Here are the tools we changed during this pass. Moved up to the Oracle 11g client. Upgraded to Microsoft Visual Studio 2008. Jumped up to Installshield version 18. Also grabbed a recent copy of the Objective Toolkit. Ouch. Everything is changing.

The first pain was that the new Installshield was so much newer than our ancient copy, we had to write the install scripts from scratch. That was a quick weekend hack that just did not work. I spent a lot of time reverse engineering the pieces of the install that were missing from our rewrite.

Next we had some pain from Visual Studio. Installing the runtimes was not as simple as dropping some DLLs in our application directory. Turns out we either need to run the Microsoft installer, or use the support supplied from Installshield. Growing pains really hurt.

The third party tool upgrade required some work. There was some disturbia initially when the developers could not quickly figure out how to build the third party components. We had to do some due diligence to figure out how to build the darn thing. Once that was solved, we quickly figured out how to use the components and deploy the minimal set of third party runtimes.

I am just happy that I only spent about a month or so dealing with all the upgrade problems. Another developer took over and spent an additional month or two working through the problems.

Hard Coded

I got called to an emergency meeting this week. The configuration data in our production system was not correct. There were some missing values. That called all the data into question. There were a bunch of questions about some values of suspect nature.

I waited for a while. The guilty parties did not speak up. So I piped up that development did not have time to be thorough with some late development. I knew because I got called in at the last minute to help the developer figure out what the module was doing.

So the developer hard coded all values this time around. It appears he also left a remnant of the configuration data in the database. However this data was unused. Therefore the values in the config table did not matter. A manager was upset that he was not in the loop about these decisions.
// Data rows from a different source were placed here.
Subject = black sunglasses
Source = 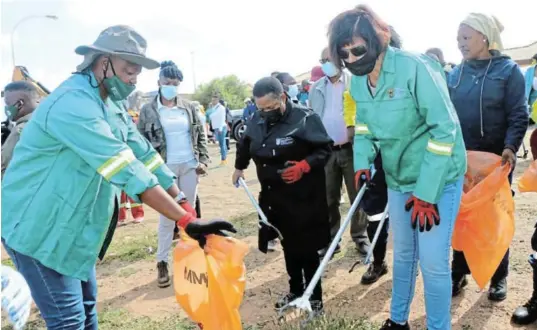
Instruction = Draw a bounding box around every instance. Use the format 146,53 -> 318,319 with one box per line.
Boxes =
338,45 -> 367,60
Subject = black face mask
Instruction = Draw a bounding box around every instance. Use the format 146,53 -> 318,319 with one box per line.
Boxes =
260,109 -> 282,124
344,45 -> 381,76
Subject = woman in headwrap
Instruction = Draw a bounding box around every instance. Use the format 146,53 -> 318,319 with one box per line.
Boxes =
448,13 -> 528,301
328,5 -> 466,330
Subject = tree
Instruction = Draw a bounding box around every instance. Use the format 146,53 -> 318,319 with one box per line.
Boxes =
193,75 -> 250,110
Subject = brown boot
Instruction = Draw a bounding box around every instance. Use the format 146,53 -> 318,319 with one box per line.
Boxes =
157,261 -> 171,288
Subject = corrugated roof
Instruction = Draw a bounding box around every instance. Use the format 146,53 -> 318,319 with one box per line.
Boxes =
503,41 -> 537,62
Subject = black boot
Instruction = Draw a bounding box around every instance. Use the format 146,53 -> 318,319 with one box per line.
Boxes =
274,293 -> 299,309
488,278 -> 507,301
361,262 -> 388,285
380,319 -> 410,329
452,273 -> 468,297
512,295 -> 537,325
512,256 -> 537,324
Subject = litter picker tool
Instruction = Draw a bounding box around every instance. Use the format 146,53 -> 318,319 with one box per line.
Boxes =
279,169 -> 376,324
238,178 -> 284,241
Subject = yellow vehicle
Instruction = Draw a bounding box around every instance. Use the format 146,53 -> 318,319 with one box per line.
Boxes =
9,65 -> 50,97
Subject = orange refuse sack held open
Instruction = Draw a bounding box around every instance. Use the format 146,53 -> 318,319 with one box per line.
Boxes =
173,230 -> 249,330
452,151 -> 515,289
518,160 -> 537,193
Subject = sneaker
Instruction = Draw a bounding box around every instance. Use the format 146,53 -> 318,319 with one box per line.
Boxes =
267,239 -> 278,252
361,262 -> 388,285
512,295 -> 537,325
274,293 -> 299,309
157,261 -> 171,288
133,217 -> 144,224
380,319 -> 410,330
452,274 -> 468,297
220,160 -> 227,166
116,220 -> 127,228
488,278 -> 507,301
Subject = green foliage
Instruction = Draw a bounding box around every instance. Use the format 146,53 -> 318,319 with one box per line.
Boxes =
193,75 -> 250,110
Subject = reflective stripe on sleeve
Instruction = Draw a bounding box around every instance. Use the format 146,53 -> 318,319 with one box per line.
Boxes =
145,154 -> 164,172
97,149 -> 136,180
426,140 -> 453,156
355,124 -> 371,135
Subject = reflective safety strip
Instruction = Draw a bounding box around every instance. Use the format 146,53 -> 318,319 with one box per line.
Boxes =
426,140 -> 453,156
97,149 -> 136,180
119,203 -> 128,208
145,154 -> 164,172
355,124 -> 371,135
130,203 -> 143,207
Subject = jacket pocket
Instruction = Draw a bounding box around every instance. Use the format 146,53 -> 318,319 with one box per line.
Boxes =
369,98 -> 417,139
482,74 -> 506,108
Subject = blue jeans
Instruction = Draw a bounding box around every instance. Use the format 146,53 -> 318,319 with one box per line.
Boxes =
388,177 -> 463,330
215,126 -> 228,161
2,240 -> 98,330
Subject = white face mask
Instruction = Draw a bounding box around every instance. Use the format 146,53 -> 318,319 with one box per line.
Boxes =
533,77 -> 537,91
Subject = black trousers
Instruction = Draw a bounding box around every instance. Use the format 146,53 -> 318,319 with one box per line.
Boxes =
366,218 -> 389,265
283,249 -> 322,302
452,249 -> 509,284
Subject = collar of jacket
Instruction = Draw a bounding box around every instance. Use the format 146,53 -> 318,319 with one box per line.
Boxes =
381,46 -> 397,74
15,113 -> 32,125
151,94 -> 191,113
315,71 -> 352,94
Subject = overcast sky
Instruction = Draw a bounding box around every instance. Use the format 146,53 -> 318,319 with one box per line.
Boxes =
1,0 -> 535,98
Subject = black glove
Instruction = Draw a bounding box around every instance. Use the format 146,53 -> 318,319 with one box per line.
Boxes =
531,224 -> 537,251
185,219 -> 237,248
258,222 -> 279,254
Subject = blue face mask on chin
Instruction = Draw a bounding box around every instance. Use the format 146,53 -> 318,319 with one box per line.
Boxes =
160,85 -> 178,101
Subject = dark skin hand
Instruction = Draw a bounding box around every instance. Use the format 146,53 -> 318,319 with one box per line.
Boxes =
140,184 -> 187,221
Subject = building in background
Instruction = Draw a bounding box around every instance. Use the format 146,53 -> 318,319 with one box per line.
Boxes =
504,41 -> 537,68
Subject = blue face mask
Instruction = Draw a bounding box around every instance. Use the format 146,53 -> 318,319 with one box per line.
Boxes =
160,85 -> 178,101
321,62 -> 338,78
287,84 -> 299,99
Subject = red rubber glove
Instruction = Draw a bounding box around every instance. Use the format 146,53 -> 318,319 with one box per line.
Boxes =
179,201 -> 197,218
278,160 -> 311,184
354,169 -> 371,190
405,195 -> 440,232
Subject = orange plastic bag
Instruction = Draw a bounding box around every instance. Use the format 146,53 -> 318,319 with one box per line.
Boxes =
173,231 -> 249,329
518,160 -> 537,192
452,151 -> 515,289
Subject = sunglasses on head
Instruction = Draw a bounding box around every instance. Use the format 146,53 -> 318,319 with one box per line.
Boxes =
338,45 -> 368,60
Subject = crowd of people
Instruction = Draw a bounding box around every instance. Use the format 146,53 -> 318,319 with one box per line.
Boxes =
1,4 -> 537,330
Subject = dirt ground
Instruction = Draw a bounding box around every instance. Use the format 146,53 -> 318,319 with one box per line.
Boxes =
3,134 -> 537,330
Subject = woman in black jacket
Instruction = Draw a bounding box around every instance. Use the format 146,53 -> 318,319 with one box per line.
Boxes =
232,77 -> 332,314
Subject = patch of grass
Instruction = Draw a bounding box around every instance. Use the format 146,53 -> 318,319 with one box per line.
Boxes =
102,231 -> 158,264
2,308 -> 197,330
118,267 -> 138,278
281,316 -> 377,330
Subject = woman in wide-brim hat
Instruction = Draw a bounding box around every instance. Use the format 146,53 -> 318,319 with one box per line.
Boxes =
1,25 -> 234,329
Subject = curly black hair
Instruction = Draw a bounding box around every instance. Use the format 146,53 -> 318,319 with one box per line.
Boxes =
159,60 -> 183,81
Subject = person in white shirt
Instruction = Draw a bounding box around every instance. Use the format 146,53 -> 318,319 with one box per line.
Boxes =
207,94 -> 228,165
138,61 -> 210,288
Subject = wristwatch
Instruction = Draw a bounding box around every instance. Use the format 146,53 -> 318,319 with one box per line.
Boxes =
174,192 -> 187,203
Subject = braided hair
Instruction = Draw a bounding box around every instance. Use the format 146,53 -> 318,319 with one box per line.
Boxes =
159,60 -> 183,81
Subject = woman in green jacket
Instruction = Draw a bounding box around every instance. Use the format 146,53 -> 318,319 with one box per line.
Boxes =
328,6 -> 466,330
1,26 -> 234,330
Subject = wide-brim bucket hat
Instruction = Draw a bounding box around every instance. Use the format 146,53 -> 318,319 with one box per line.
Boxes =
76,25 -> 159,71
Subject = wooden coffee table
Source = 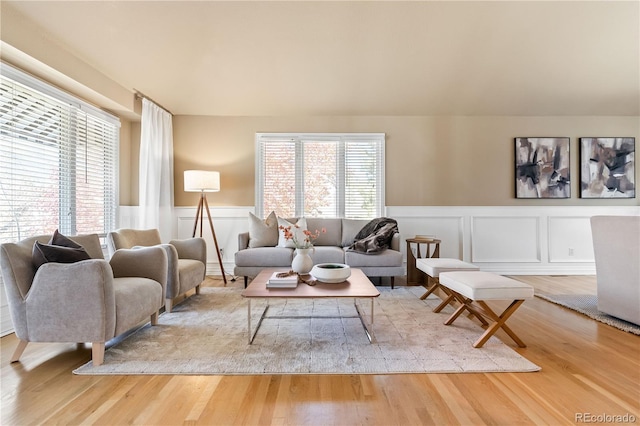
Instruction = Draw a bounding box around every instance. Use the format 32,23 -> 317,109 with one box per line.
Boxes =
241,268 -> 380,344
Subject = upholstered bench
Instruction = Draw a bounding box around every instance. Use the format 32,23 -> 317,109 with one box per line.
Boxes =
438,271 -> 534,348
416,258 -> 479,312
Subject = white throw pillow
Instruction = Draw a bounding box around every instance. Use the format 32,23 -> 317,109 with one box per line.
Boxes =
277,217 -> 308,248
248,211 -> 278,248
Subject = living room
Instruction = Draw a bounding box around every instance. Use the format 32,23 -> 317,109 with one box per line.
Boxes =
1,1 -> 638,425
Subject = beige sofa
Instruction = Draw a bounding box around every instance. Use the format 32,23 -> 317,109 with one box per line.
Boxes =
234,217 -> 404,288
590,215 -> 640,326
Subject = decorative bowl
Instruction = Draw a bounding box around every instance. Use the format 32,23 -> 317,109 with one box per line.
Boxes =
310,263 -> 351,283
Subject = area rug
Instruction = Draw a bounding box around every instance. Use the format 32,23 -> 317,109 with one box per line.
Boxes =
535,293 -> 640,336
74,286 -> 540,375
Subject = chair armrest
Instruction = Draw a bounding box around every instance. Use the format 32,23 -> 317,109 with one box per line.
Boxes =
110,247 -> 168,290
238,232 -> 250,251
26,259 -> 117,342
170,237 -> 206,264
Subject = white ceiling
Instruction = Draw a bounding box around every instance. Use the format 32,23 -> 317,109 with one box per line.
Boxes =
3,1 -> 639,117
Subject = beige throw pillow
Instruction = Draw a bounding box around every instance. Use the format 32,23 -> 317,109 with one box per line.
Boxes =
277,217 -> 308,248
248,211 -> 278,248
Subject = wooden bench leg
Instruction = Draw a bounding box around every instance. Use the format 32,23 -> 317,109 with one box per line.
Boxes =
474,300 -> 526,348
443,292 -> 489,326
420,276 -> 438,300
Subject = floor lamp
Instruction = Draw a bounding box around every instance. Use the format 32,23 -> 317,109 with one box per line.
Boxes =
184,170 -> 227,284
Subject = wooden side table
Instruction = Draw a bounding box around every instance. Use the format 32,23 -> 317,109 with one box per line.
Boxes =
406,237 -> 441,285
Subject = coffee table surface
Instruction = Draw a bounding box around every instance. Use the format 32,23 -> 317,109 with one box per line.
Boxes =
242,268 -> 380,298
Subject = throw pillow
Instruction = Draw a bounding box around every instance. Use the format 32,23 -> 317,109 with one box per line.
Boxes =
32,230 -> 91,269
248,211 -> 279,248
277,217 -> 308,248
50,229 -> 83,249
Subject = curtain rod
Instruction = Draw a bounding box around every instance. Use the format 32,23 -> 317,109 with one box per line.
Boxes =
134,90 -> 173,115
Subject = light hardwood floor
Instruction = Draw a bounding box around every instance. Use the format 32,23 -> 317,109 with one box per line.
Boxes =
1,275 -> 638,425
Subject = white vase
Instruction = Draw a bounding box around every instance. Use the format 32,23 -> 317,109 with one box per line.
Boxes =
291,248 -> 313,274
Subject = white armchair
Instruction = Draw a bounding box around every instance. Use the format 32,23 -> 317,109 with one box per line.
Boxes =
0,233 -> 167,366
590,215 -> 640,326
107,228 -> 206,312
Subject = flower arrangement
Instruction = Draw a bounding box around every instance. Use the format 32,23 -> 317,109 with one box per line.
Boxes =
279,224 -> 326,249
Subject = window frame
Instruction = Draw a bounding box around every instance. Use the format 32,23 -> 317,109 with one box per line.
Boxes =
0,62 -> 120,243
255,132 -> 385,219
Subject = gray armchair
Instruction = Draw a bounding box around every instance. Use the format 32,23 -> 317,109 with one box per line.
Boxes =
107,228 -> 206,312
0,233 -> 167,366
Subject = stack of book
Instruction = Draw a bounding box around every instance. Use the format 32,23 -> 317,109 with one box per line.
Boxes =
266,272 -> 298,288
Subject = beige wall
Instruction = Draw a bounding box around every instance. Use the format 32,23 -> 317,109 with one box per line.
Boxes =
169,115 -> 639,208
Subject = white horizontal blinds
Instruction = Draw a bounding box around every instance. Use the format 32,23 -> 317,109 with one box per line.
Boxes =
302,138 -> 339,217
74,114 -> 118,234
258,137 -> 297,218
0,64 -> 119,244
256,133 -> 384,219
344,137 -> 384,219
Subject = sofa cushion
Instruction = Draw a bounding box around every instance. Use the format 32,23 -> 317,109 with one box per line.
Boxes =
177,259 -> 205,294
277,217 -> 308,248
309,246 -> 345,264
341,219 -> 370,247
248,211 -> 278,248
306,218 -> 342,246
235,247 -> 294,267
345,248 -> 403,267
Finally the developer who did the dirty work did pipe up. He said that all his decisions were peer reviewed by managers. Everything was written out and reviewed. I guess that really means the manager approved something he did not comprehend. Next time pay attention man.

I was tasked with putting together a plan to get us out of this mess. First step was to get the needed production configuration values out there and verified. Next we will need the developer to spend the time to use config parameters to drive the module. We will need a lot of such parameters. Then we will need to document all this stuff.

I like to be conservative. So I propsed we implement this is the next major release. And when we do roll this thing out, I will grab all the managers and explain the ramifications of everything we are doing. Luckily it is easier to explain that we are doing things the right way finally.